Bella’s big toes are becoming a major problem.
We are now on the fourth infection in a row.
It looks as if she may need to have a very painful procedure done in which her big toe toenails are permanently redirected.
For Bella, as always, it will be a bit more complicated – most likely requiring her to remain in the hospital overnight in order to safeguard her from infection. Not to mention, since pain meds will most likely be needed for her, it will be important to closely regulate these as many types of pain meds cause stress to the heart and Bella cannot afford for this to happen. Her kid heart already works unbelievably and abnormally hard to support an adult kidney.
And. of course, there is the recovery. Days on end of not walking. Again.
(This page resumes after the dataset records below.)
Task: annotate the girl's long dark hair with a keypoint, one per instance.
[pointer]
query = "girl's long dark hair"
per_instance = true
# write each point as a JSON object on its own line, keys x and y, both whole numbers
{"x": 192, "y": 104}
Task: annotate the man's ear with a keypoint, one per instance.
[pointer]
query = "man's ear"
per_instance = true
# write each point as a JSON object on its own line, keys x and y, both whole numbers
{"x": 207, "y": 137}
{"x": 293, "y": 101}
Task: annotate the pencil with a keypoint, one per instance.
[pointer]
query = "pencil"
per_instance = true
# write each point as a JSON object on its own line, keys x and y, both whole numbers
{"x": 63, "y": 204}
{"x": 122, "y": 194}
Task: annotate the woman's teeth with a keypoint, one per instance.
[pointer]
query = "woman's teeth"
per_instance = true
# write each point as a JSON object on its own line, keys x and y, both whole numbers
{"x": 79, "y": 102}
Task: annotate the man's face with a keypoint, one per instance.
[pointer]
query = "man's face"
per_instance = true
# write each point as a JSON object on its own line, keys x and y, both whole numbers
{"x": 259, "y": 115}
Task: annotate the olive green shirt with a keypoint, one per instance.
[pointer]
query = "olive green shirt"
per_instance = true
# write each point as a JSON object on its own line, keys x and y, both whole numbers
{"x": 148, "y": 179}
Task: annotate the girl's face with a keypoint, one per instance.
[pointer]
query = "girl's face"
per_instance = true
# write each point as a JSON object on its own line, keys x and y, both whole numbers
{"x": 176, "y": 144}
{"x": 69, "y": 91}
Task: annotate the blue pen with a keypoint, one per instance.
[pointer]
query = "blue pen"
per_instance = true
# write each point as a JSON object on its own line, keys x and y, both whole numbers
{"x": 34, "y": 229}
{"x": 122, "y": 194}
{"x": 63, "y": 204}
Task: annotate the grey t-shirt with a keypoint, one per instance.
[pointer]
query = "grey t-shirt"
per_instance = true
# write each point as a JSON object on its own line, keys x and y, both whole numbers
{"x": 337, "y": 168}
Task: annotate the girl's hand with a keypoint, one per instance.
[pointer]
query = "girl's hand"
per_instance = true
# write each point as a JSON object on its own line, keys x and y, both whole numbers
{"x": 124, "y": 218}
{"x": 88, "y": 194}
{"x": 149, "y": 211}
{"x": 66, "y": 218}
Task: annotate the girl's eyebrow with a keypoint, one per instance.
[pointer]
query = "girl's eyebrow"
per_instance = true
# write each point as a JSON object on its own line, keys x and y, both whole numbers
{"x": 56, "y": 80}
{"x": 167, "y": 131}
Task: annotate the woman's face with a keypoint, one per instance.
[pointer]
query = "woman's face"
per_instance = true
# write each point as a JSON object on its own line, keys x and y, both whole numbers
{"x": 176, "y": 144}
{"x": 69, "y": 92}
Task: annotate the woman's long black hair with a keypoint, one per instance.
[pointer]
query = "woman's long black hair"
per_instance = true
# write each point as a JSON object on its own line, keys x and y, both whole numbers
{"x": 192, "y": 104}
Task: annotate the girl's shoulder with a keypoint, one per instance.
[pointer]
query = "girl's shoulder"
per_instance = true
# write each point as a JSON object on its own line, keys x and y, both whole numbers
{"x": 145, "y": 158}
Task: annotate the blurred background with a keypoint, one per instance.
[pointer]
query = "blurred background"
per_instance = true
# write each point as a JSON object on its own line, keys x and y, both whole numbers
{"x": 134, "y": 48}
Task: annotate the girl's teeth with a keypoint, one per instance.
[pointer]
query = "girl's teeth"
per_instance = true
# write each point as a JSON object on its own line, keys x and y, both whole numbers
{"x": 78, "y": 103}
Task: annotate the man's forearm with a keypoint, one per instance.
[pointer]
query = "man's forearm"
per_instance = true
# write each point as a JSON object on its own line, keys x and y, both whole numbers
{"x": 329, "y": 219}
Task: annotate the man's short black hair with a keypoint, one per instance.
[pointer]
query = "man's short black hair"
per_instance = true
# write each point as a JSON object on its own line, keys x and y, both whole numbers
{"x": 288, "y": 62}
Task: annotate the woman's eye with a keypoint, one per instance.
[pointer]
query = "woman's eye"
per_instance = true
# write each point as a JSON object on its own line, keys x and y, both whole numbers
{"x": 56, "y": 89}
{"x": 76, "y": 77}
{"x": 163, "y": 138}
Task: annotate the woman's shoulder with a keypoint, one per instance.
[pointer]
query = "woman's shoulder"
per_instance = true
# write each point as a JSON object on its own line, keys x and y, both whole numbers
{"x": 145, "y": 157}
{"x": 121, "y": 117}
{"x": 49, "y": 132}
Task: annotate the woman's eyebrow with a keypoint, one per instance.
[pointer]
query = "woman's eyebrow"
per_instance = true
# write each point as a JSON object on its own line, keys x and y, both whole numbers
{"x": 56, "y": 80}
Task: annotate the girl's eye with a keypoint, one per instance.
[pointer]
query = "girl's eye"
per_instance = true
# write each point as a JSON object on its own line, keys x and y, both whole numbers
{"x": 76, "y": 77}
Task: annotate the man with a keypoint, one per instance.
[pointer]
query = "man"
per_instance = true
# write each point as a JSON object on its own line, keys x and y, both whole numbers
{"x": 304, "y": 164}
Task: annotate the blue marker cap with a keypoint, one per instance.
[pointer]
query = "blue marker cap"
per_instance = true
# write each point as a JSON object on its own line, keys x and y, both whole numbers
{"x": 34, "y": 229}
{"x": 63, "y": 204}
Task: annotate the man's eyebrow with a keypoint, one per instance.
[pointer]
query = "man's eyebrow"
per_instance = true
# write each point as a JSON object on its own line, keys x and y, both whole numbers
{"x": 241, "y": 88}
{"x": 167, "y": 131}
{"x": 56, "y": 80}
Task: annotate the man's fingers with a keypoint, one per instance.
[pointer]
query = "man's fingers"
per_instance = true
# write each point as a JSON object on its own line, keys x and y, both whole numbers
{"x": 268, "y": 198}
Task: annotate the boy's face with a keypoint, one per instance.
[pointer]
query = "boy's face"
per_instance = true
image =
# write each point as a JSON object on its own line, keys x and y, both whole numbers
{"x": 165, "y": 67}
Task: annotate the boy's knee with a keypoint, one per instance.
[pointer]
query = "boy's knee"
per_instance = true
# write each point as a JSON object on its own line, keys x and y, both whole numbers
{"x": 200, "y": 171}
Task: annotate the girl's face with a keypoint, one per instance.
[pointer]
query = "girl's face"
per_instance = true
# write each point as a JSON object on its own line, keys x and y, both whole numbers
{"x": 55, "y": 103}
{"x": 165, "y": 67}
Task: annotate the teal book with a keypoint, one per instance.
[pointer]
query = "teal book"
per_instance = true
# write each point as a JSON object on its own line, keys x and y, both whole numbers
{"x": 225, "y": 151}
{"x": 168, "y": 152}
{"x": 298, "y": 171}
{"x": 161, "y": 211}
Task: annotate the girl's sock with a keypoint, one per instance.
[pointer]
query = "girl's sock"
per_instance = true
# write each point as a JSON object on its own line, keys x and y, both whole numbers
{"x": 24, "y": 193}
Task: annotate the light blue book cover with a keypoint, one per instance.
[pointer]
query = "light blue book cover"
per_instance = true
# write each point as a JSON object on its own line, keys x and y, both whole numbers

So, can I just vent here for a minute?
I am pissed.
That is just the simple truth of it.
Why can’t it just be my toes instead?
Why can I not drink some potion from a glorious little crystal, Disney designed locket and take this on for her?!?
Martin and I both just get teary-eyed as we wonder why on earth our daughter has to endure so much.
And there has just been no reprieve. It just keeps coming.
I am not even capable of hoping that an end will be in sight.
I am her mom. And I am a woman of faith.
I am capable of holding this for my Bella, knowing that my God holds me.
Please keep us in your thoughts and prayers as we gather information and make arrangements for Bella’s procedure.
5 thoughts on “Toes”
Praying for Bella, momma, and dad.
Huge hugs to you and your sweet family. No little girl should have to endure this and I don’t blame you for being pissed. I would be too and I doubt if I could handle it with as much grace and faith as you have. Through all this, you and Bella are an inspiration to many. This journey is not in vain, my friend.
Praying for all of you. I know what you mean about wanting to take her pain. It is a mother’s pain to be helpless in the face of her child’s suffering.